Then: Practicing with the Chicago Bears



William Perry

(CNN) -- Once a pop culture sensation as defensive tackle for the Super Bowl champion Chicago Bears and rapper in "The Super Bowl Shuffle," William Perry retired from football in the mid-1990s, but this grandfather still seeks out competition occasionally.

Indulging his fun side, Perry, nicknamed "The Refrigerator," boxed 7-foot-7-inch former NBA player Manute Bol, who won the 2002 match.

He also participated in the 2003 Nathan's Famous Fourth of July Hot Dog Eating Contest, coming in about 40 hot dogs behind the winner.

But it's his television commercials that hearken back to the run-stopping skills that made him an NFL star.

"I did one for ESPN, the League fantasy football, and I just did a Coors commercial," he said. "I'm fixing to do another one. I can't remember what it's about.
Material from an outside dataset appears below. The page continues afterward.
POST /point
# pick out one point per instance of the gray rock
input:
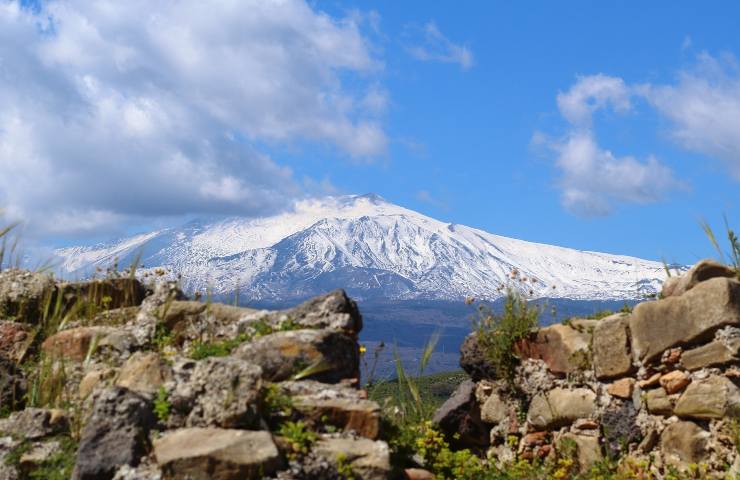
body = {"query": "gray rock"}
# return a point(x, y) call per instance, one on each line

Me, [Bears head coach] Coach Ditka, and [former teammate, quarterback] Jim McMahon are going to do it for the Super Bowl."

Born December 16, 1962, in Aiken, South Carolina, Perry was a three-time All-American at Clemson University and part of the Tigers' 1981 National Champion team.

After finishing as the school's all-time sacks leader (his records lasted until brother Michael Dean Perry came along and broke them), the Chicago Bears selected him with the 22nd pick in the first round of the 1985 NFL Draft.

Perry drew raves his rookie season as a run-stopper along the defensive line as the Bears raced off to a 12-0 start on the way to a 15-1 regular season and a Super Bowl championship.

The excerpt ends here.